本記事では、直近20年の被害事例を振り返りながら、神奈川県で最も注意すべき地域や災害の特性、そして日常的に取り組める備えとおすすめの防災グッズをご紹介します。県の防災ポータルや防災アプリも活用して、安心できる暮らしを築きましょう。
① 過去の災害事例
- 2002年 台風14号(ヒーゴス)上陸による豪雨被害
特に小田原や箱根での土砂災害・土石流が発生し、大きな被害を引き起こしました。河川の氾濫や道路の寸断も報告されています。 - 近年の豪雨による浸水・土砂災害
神奈川県は、過去の台風や集中豪雨によって何度も被災経験があり、山間部では土砂災害、低地都市部では洪水や内水氾濫が多発。

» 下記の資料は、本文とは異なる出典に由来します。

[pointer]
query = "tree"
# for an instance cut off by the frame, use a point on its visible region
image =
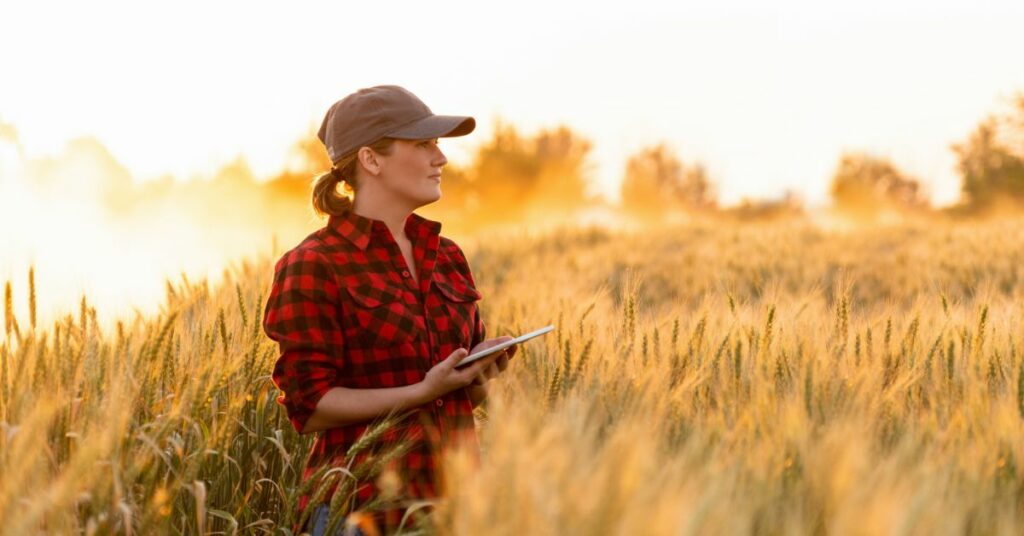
(865, 186)
(657, 181)
(991, 161)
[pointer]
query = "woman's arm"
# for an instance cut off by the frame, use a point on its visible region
(341, 406)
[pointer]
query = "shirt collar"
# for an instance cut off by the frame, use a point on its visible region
(358, 230)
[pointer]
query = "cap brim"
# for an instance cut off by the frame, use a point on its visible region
(436, 126)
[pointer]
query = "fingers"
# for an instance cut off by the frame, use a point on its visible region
(474, 370)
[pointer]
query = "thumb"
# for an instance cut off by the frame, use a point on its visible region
(458, 356)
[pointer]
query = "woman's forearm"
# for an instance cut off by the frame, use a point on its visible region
(344, 406)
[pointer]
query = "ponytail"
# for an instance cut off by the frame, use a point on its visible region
(326, 199)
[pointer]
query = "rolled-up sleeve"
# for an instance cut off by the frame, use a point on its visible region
(479, 329)
(301, 316)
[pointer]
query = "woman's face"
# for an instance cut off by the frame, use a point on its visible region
(413, 170)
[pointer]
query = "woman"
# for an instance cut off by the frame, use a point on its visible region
(374, 311)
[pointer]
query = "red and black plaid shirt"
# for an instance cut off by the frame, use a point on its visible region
(347, 313)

これに対応し、県は気候非常事態を宣言し、「水害対策戦略」を推進しています。 - 2021年 熱海土石流は静岡県ですが、神奈川県各地にも土砂災害の警戒が高まりました。
② 災害リスク
- 地震リスク:相模トラフや首都直下の地震の影響があり、耐震・家具固定が重要です。
- 豪雨・土砂災害リスク:山間部では急傾斜地での土砂崩れ、平坦地域では内水氾濫の危険が常にあります。

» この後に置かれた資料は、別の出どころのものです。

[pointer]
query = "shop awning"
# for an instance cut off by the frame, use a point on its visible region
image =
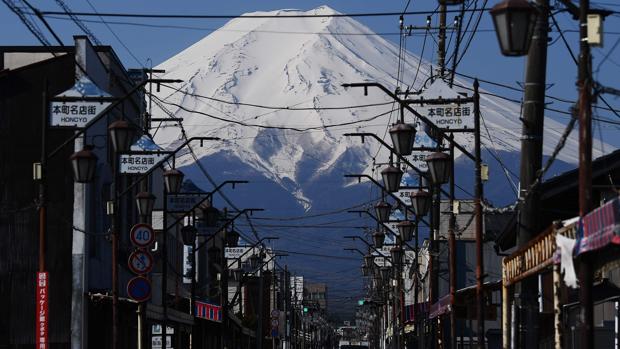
(599, 228)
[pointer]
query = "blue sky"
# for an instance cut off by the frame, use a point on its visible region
(140, 45)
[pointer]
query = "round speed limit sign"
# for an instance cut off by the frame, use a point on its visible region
(142, 235)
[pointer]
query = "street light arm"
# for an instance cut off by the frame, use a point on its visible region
(211, 236)
(400, 157)
(405, 105)
(252, 273)
(360, 176)
(368, 244)
(103, 113)
(355, 249)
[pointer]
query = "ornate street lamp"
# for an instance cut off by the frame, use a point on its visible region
(122, 135)
(83, 164)
(145, 202)
(514, 22)
(405, 230)
(385, 273)
(397, 255)
(403, 137)
(391, 178)
(378, 238)
(173, 179)
(232, 238)
(439, 167)
(215, 253)
(255, 261)
(188, 234)
(421, 202)
(210, 214)
(383, 210)
(433, 132)
(236, 274)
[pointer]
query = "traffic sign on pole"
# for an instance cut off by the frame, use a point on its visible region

- 洪水・河川氾濫リスク:相模川・小田原市周辺の酒匂川など、多くの河川に氾濫リスクがあります。
- 津波リスク:沿岸部の三浦半島、横須賀市、横浜の一部などでは高い津波浸水想定が設定されており注意が必要です。
県内で大きな人口を抱える横浜市や川崎市では、都市型水害のリスクが懸念されます。都市型水害では、強い豪雨が下水網の容量を超え、「内水氾濫」が大きな被害原因となります。横浜市では2019年10月、台風19号による豪雨で下水の逆流が発生し、関内駅近くや若葉台エリアなどで浸水が深刻化しました。同年、川崎市では東扇島の排水ポンプが停止した際に、多摩川と川沿いの住宅地に浸水被害が発生し、一部では床上浸水も報告されています。これらは、河川の氾濫よりもむしろ「宅地周辺の排水能力不足」が引き起こす深刻な状況です。
このため、浸水に備えた段差のない玄関への備え(防水シート)や緊急排水用ポンプの設置などが都市部では重要となります。

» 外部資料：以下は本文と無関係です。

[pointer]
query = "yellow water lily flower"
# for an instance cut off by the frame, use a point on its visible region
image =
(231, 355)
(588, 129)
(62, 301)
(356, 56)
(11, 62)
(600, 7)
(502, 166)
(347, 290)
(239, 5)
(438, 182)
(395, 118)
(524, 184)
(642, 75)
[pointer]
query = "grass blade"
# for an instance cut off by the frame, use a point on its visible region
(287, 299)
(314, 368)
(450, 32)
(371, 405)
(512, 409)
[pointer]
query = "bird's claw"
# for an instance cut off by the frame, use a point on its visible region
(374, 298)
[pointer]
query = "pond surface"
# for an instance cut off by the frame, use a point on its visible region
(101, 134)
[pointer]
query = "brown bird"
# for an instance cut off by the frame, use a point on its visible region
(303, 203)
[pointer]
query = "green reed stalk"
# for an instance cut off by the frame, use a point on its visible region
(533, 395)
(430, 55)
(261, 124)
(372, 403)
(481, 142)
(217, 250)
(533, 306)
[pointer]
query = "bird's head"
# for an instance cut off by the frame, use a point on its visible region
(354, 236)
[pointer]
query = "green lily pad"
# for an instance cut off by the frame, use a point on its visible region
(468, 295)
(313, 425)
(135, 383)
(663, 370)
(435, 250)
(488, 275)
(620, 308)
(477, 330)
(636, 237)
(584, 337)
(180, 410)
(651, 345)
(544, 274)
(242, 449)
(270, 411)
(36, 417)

▶ 神奈川県防災ポータルには緊急情報やハザードマップ、防災ニュース、避難所情報などが豊富に揃っています。
③ 特に災害リスクの高い地域
- 相模川流域(厚木、相模原、海老名など):洪水や氾濫により被害が多発する地域。
- 酒匂川周辺(小田原市など):台風や豪雨時に氾濫危険水位超過の記録あり。
- 山間部(足柄上郡、秦野市など):土砂災害の発生リスクが高く、警戒が常に必要です。
- 津波高リスク地域(横須賀市・逗子市・三浦半島南部・川崎市・横浜市沿岸部など):南関東直下地震や南海トラフ地震で津波浸水が懸念される地域。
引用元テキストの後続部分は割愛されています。